Enviada em 17/11/2021

Assim como a pandemia de Peste Negra foi marcada por um cenário de crise alimentícia, a Covid-19 também possui essa problemática. Contudo, as causas são distintas, já que a escassez de alimentos não é uma causa no cenário atual. Nesse sentido, o aumento da fome é resultado da má distribuição de renda e da necessidade da ampliação de políticas governamentais.

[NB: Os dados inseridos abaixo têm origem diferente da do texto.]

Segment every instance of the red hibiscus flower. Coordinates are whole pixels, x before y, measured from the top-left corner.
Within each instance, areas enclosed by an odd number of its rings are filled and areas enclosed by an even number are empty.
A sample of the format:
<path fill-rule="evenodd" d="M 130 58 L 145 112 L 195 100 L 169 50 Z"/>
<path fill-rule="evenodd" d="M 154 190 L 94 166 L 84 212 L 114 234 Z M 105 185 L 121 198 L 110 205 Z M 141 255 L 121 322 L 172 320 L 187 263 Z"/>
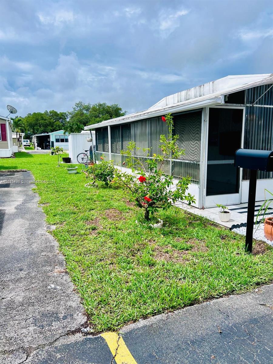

Nessa perspectiva, a desigualdade social contribui para uma péssima destribuição de alimentos na sociedade. Seguindo essa linha, a Constituição Cidadã garante a alimentação como direito social. Entretanto, as informações apresentadas pelo Inquerito Nacional sobre Insegurança Alimentar constatam que mais de 55% dos brasileiros possuem dificuldades relacionadas ao acesso a alimentos. Desse modo, é notável que essa premissa constitucional não é plenamente executada, já que uma parcela significativa da população não tem condições de manter a necessidade da aquisição de produtos alimentícios, por isso ações devem ser tomadas para solucionar essa problemática.

Ademais, o estado deve intervir para que seja reduzido o número de pessoas que são afetadas pela insegurança alimentar. Sob essa ótica, o filósofo francês Jean Jacques Rousseau defende que o governo precisa garantir os direitos sociais na intenção de não quebrar o contrato social.  Logo, é fundamental que políticas públicas relacionadas à mitigação da fome existente no país sejam implementadas, em virtude do objetivo de atenuar a situação e ofecerer condições essenciais à sobrevivência em sociedade. Sendo assim, o estado atende os direitos previstos na Constituição e os brasileiros irão possuir uma segurança alimentar.

Portanto, a fome é uma problemática que está presente no Brasil. Nesse âmbito, cabe ao Governo realizar um projeto voltado ao combate desse problema, por meio da ampliação de recursos destinados a programas ofertados a pessoas em condições de vulnerabilidade social, tendo como objetivo reduzir a desigualdade e permitir que essa parcela da população tenha acesso à alimentação. Tal ação deve ser acompanhada de políticas públicas de geração de renda, como o aumento da oferta de empregos formais . Assim, será possível que os brasileiros tenham a possibilidade de realizar as refeições diárias.